HDFS - NameNode

About

NameNode is an HDFS daemon that run on the head node.

It' s the head process of the cluster that manages:

the file system namespace
and regulates access to files by clients.

The NameNode:

executes file system namespace operations like opening, closing, and renaming files and directories.
determines the mapping of blocks to DataNodes

The NameNode is the arbitrator and repository for all HDFS metadata.

The NameNode makes all decisions regarding replication of blocks.

It periodically receives from each of the DataNodes in the cluster:

a Heartbeat (to see if the node is alive)
and a Blockreport (the list of all blocks)

The NameNode manages the file system metadata.
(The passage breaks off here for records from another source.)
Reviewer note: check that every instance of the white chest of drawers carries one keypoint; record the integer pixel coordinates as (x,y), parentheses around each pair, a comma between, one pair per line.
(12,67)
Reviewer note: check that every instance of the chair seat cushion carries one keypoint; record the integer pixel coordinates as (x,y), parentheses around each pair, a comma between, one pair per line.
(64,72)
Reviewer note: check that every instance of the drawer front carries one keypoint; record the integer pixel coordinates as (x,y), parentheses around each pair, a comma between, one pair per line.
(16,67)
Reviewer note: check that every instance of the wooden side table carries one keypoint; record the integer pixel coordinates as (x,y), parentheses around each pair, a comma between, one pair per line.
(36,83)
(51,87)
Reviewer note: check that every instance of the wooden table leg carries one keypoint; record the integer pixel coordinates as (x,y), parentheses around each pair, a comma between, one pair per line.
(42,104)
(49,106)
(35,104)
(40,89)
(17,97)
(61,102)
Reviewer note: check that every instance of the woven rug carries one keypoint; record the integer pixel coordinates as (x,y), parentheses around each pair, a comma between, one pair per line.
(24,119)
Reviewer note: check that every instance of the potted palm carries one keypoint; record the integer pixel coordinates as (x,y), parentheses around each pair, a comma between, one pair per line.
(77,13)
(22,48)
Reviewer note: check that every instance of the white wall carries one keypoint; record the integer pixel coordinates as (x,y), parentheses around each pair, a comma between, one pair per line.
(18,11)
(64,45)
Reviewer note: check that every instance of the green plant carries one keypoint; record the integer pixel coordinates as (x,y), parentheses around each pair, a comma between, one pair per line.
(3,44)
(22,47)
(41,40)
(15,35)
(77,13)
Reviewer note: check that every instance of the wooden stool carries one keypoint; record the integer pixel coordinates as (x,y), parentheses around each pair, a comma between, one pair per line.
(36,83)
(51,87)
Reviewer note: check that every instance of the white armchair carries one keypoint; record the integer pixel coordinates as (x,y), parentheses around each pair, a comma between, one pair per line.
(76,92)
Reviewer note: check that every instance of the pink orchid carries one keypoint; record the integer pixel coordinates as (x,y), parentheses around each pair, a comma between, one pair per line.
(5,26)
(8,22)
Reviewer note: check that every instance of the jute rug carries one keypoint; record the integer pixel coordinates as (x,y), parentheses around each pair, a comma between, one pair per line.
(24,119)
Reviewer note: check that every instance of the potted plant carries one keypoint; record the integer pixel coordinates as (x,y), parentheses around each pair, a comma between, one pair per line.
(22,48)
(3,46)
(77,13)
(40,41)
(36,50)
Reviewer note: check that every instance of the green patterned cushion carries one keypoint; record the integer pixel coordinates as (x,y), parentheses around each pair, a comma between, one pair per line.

See HDFS - File System Metadata

The NameNode constantly tracks which blocks need to be replicated and initiates replication whenever necessary.

Articles Related

Management

UI

A browser admin client is available at

http://nn_host:port/

where:

Default HTTP port is 50070.

Cli

hdfs namenode --help

Usage: java NameNode [-backup] |
        [-checkpoint] |
        [-format [-clusterid cid ] [-force] [-nonInteractive] ] |
        [-upgrade [-clusterid cid] [-renameReserved<k-v pairs>] ] |
        [-upgradeOnly [-clusterid cid] [-renameReserved<k-v pairs>] ] |
        [-rollback] |
        [-rollingUpgrade <rollback|downgrade|started> ] |
        [-finalize] |
        [-importCheckpoint] |
        [-initializeSharedEdits] |
        [-bootstrapStandby] |
        [-recover [ -force] ] |
        [-metadataVersion ]

Generic options supported are
-conf <configuration file>     specify an application configuration file
-D <property=value>            use value for given property
-fs <local|namenode:port>      specify a namenode
-jt <local|resourcemanager:port>    specify a ResourceManager
-files <comma separated list of files>    specify comma separated files to be copied to the map reduce cluster
-libjars <comma separated list of jars>    specify comma separated jar files to include in the classpath.
-archives <comma separated list of archives>    specify comma separated archives to be unarchived on the compute machines.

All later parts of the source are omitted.